Es la motivadora ficción que sostienen los miembros del Comité Invisible, probables autores de varios libros que han conquistado los corazones de potenciales revolucionarios gracias a su descripción radicalmente pesimista del mundo que envejece, sus lúcidos aportes en materia de perspectivas y, sobre todo, su elocuencia insurreccional, digna de la mejor tradición francesa. Estos chicos traviesos, que no se limitan a anunciar la revolución, sino que tratan de alimentarla a través de sus escritos y mediante una praxis que se pretende ejemplar, acaban de publicar la versión española de su producción más reciente: A nuestros amigos, editada por Pepitas de Calabaza.

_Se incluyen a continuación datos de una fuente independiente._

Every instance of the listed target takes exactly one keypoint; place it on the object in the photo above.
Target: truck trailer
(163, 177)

Éste fue el pretexto para que dos de sus miembros se materializasen fugazmente en Madrid el pasado martes 26 de mayo, en la librería asociativa Traficantes de Sueños, en medio de una notable expectación. Ese era el pretexto, pero ¿la razón? Tejer redes, crear vínculos, conectar emocionalmente con quienes sueñan el cambio social y se comprometen en él aunque permanezcan desconocidos, a quienes ya no llaman camaradas, ni compañeros, sino “amigos”.
La expectación no está solo justificada por el considerable impacto de sus anteriores libros, especialmente La insurrección que viene, publicado en 2007. Poco tiempo después de que el libro se convirtiese en un bestseller traducido a varios idiomas, la policía irrumpía en una comuna situada en Tarnac, un pequeño enclave rural francés, deteniendo a nueve personas. Entre ellas se encontraba Julien Coupat, antiguo miembro fundador de la revista Tiqqun, donde se había elaborado la trama conceptual que inspiraría las prácticas del CI. Tras el cese de la actividad de la revista, Coupat y algunos otros colaboradores cercanos se habían establecido allí para desarrollar formas de vida alternativas y dar concreción a las propuestas teóricas de Tiqqun.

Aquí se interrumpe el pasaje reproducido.